東京では3月というのに桜が満開になり、千鳥个淵あたりは花見のタイミングを逸しまいとする人々や大学の卒業生でにぎわっていた。日本が14年ぶりに優勝したWBCの会場は多くの人の熱気であふれ、春の選抜高校野球も入場や応援などの制限が緩和された。コロナ前の生活にようやく戻る気配が見えてきた。
出版物の売れ行きは、コロナの巣籠特需が終わり、昨年来厳しい状況が続いているが、この社会の変化に対応し、プラスに向けられるか。
かつてある書店人が、書店同士で「売れないねー」とあいさつするのはおかしいとこぼしていた。「売れない」のではなくて、「売っていない」のだと。書店は出版社が作った本を売るので受け身になるのはわかるが、それをいかに売るのかが小売業だと、その書店人は嘆いていた。

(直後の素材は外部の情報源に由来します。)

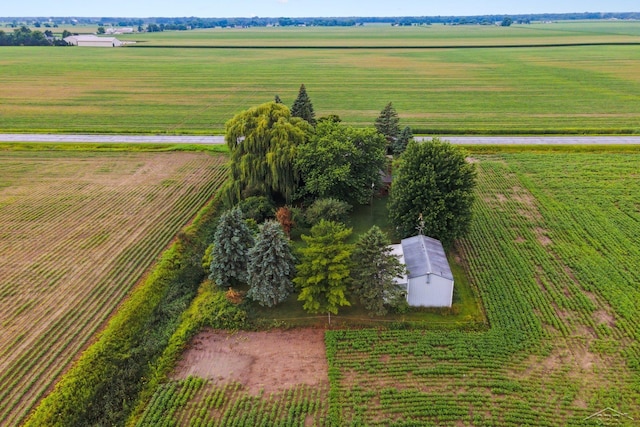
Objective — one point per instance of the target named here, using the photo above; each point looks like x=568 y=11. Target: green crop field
x=384 y=35
x=553 y=251
x=452 y=90
x=77 y=231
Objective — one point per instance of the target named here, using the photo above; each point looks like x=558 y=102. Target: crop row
x=94 y=234
x=551 y=251
x=197 y=402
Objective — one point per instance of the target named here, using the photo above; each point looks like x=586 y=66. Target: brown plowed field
x=77 y=231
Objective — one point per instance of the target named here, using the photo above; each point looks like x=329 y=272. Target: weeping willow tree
x=263 y=144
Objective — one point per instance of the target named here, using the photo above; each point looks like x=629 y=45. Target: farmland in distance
x=453 y=89
x=78 y=230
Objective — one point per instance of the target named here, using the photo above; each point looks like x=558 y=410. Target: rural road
x=219 y=139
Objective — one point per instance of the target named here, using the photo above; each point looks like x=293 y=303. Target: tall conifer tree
x=324 y=268
x=374 y=269
x=303 y=108
x=231 y=244
x=271 y=266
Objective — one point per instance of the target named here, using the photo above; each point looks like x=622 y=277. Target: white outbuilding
x=429 y=281
x=90 y=40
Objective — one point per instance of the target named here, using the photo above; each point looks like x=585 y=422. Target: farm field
x=553 y=252
x=455 y=90
x=385 y=35
x=78 y=231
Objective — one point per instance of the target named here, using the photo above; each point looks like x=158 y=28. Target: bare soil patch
x=541 y=235
x=272 y=361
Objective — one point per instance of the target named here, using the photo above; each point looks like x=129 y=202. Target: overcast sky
x=304 y=8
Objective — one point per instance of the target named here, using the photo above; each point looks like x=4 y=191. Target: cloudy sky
x=304 y=8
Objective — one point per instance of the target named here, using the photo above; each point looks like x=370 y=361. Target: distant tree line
x=184 y=23
x=24 y=36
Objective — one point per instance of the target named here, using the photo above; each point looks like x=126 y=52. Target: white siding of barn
x=93 y=41
x=430 y=291
x=429 y=282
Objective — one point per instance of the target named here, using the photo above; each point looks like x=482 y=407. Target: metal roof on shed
x=425 y=255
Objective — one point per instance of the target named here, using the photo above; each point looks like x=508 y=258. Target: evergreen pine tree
x=271 y=266
x=324 y=268
x=387 y=124
x=231 y=244
x=374 y=269
x=303 y=108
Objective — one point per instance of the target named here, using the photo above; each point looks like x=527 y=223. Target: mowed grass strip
x=579 y=89
x=78 y=231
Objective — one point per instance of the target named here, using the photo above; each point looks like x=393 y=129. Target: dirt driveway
x=272 y=360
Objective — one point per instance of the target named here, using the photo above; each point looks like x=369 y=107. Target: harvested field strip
x=82 y=230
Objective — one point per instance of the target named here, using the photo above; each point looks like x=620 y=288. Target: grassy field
x=78 y=231
x=384 y=35
x=553 y=250
x=571 y=89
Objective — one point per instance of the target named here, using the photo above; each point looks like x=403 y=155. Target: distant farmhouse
x=91 y=40
x=120 y=30
x=429 y=281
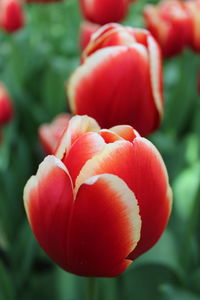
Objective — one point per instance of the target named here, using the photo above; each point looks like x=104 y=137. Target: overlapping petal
x=101 y=77
x=104 y=11
x=105 y=227
x=50 y=134
x=143 y=170
x=48 y=199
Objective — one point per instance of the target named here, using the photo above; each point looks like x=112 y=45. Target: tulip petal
x=156 y=73
x=83 y=149
x=144 y=172
x=48 y=198
x=101 y=76
x=109 y=136
x=77 y=126
x=105 y=227
x=126 y=132
x=50 y=134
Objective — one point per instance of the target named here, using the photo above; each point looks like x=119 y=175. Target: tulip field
x=99 y=150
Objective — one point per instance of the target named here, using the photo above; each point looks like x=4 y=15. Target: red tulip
x=104 y=11
x=42 y=1
x=11 y=15
x=87 y=29
x=120 y=79
x=102 y=201
x=50 y=134
x=193 y=8
x=170 y=24
x=6 y=108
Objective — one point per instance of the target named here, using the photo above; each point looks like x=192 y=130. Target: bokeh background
x=34 y=64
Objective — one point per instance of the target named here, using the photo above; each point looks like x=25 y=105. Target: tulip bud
x=50 y=134
x=193 y=8
x=104 y=11
x=11 y=15
x=101 y=201
x=86 y=31
x=170 y=24
x=120 y=79
x=6 y=108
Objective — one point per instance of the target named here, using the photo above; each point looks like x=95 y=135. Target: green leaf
x=7 y=290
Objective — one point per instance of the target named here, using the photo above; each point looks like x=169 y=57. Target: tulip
x=11 y=15
x=50 y=134
x=42 y=1
x=193 y=8
x=120 y=79
x=104 y=11
x=6 y=107
x=86 y=31
x=101 y=201
x=170 y=24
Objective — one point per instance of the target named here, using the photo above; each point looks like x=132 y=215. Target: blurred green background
x=34 y=63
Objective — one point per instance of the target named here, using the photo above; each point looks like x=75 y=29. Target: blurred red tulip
x=6 y=107
x=11 y=15
x=86 y=31
x=50 y=134
x=42 y=1
x=193 y=7
x=120 y=79
x=170 y=24
x=104 y=11
x=102 y=201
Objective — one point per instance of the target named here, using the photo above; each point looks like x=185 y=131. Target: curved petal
x=83 y=149
x=115 y=90
x=86 y=31
x=104 y=11
x=50 y=134
x=105 y=227
x=156 y=73
x=109 y=136
x=126 y=132
x=6 y=107
x=77 y=126
x=111 y=34
x=12 y=15
x=48 y=198
x=140 y=165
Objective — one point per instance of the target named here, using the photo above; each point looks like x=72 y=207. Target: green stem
x=191 y=229
x=91 y=287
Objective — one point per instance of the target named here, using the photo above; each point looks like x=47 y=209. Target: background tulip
x=102 y=201
x=50 y=134
x=6 y=107
x=193 y=7
x=104 y=11
x=11 y=15
x=86 y=31
x=170 y=24
x=109 y=85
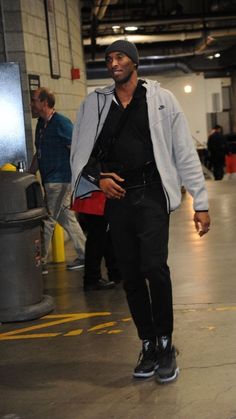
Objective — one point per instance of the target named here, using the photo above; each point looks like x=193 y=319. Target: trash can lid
x=21 y=196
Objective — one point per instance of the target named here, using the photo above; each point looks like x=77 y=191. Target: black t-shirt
x=125 y=141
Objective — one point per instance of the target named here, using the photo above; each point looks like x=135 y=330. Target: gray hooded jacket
x=175 y=155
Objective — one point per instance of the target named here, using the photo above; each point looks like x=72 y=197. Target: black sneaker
x=76 y=264
x=167 y=370
x=147 y=362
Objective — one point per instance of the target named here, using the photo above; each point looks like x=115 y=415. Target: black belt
x=140 y=176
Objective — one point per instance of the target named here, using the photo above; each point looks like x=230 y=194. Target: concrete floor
x=77 y=362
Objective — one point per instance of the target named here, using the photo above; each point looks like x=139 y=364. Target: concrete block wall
x=26 y=42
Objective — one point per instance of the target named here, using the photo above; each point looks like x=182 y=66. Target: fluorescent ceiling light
x=188 y=88
x=131 y=28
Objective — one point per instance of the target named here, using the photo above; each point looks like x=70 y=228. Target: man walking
x=52 y=159
x=131 y=140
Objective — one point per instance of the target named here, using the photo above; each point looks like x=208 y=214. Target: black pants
x=98 y=245
x=139 y=226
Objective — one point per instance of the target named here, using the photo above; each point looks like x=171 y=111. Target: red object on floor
x=230 y=161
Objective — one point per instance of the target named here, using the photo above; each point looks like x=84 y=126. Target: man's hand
x=202 y=222
x=108 y=185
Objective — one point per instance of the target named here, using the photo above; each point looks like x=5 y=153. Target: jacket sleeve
x=187 y=160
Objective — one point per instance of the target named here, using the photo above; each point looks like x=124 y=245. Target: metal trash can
x=21 y=283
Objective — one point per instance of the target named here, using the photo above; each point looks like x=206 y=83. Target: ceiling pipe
x=182 y=36
x=148 y=67
x=157 y=22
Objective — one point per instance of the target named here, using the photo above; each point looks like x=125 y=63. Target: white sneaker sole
x=146 y=374
x=168 y=379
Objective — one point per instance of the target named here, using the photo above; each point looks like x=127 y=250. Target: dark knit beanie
x=128 y=48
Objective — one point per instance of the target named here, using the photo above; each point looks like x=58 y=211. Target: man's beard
x=125 y=79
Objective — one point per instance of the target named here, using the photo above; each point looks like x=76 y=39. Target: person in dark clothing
x=98 y=245
x=216 y=146
x=143 y=152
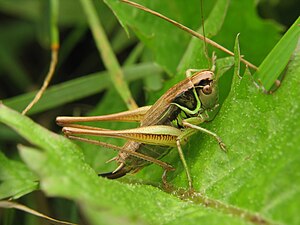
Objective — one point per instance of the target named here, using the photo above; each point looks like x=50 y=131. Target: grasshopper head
x=207 y=90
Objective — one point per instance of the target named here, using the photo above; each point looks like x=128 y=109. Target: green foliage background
x=256 y=181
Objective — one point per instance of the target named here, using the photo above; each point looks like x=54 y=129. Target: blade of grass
x=107 y=54
x=190 y=31
x=85 y=86
x=10 y=204
x=54 y=54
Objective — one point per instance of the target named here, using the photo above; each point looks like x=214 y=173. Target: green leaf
x=16 y=179
x=275 y=63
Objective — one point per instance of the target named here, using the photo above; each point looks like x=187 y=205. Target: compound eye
x=207 y=89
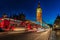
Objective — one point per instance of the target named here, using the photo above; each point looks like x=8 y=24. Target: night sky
x=50 y=8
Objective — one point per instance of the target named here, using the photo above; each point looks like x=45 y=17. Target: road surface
x=26 y=36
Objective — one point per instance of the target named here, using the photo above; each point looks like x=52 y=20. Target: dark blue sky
x=50 y=8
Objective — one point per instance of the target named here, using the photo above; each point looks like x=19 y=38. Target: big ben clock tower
x=39 y=13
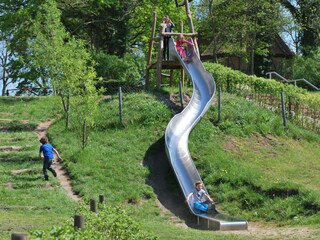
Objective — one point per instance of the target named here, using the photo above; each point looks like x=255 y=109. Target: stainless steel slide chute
x=177 y=134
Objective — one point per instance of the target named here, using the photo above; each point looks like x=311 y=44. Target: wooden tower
x=171 y=65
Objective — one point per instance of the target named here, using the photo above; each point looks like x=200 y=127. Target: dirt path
x=62 y=175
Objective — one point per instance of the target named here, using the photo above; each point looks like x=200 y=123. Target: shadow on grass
x=165 y=185
x=17 y=126
x=10 y=100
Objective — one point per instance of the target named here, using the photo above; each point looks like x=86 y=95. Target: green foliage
x=111 y=222
x=112 y=68
x=242 y=28
x=86 y=104
x=308 y=68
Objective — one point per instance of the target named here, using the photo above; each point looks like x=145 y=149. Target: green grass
x=254 y=168
x=27 y=202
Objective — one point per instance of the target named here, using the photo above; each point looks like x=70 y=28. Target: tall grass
x=27 y=202
x=253 y=167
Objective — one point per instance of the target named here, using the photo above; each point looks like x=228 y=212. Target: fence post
x=19 y=236
x=283 y=110
x=120 y=104
x=101 y=198
x=181 y=95
x=219 y=104
x=93 y=205
x=78 y=221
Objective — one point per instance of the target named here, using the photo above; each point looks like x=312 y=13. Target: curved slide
x=177 y=134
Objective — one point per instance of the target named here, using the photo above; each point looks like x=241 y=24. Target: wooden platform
x=167 y=65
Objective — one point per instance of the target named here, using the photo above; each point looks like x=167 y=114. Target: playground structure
x=180 y=126
x=171 y=65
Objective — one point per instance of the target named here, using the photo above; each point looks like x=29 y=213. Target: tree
x=242 y=28
x=5 y=66
x=307 y=17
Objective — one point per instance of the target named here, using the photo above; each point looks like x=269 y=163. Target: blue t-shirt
x=47 y=150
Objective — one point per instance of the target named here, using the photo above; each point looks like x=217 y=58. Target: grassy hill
x=253 y=167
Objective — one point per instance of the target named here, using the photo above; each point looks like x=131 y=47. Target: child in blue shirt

本は指向性が強く、繰り返し購入されることがないので、一般的な消費財のような商品個々のマーケティングは難しい。ややもすると業界全体が「売れないねー」と受け身になりがちだが、そこを何とかしなければ、苦境を乗り越えることは困難だ。
リアルイベントが解禁されて、各会場も埋まってきているようだ。そうやって人々の生活も戻りつつあるいま、本への興味を掻き立てる情報発信やイベントなどを、ぜひとも考えて、新年度を「売っていこう」という年にしてもらいたいものだ。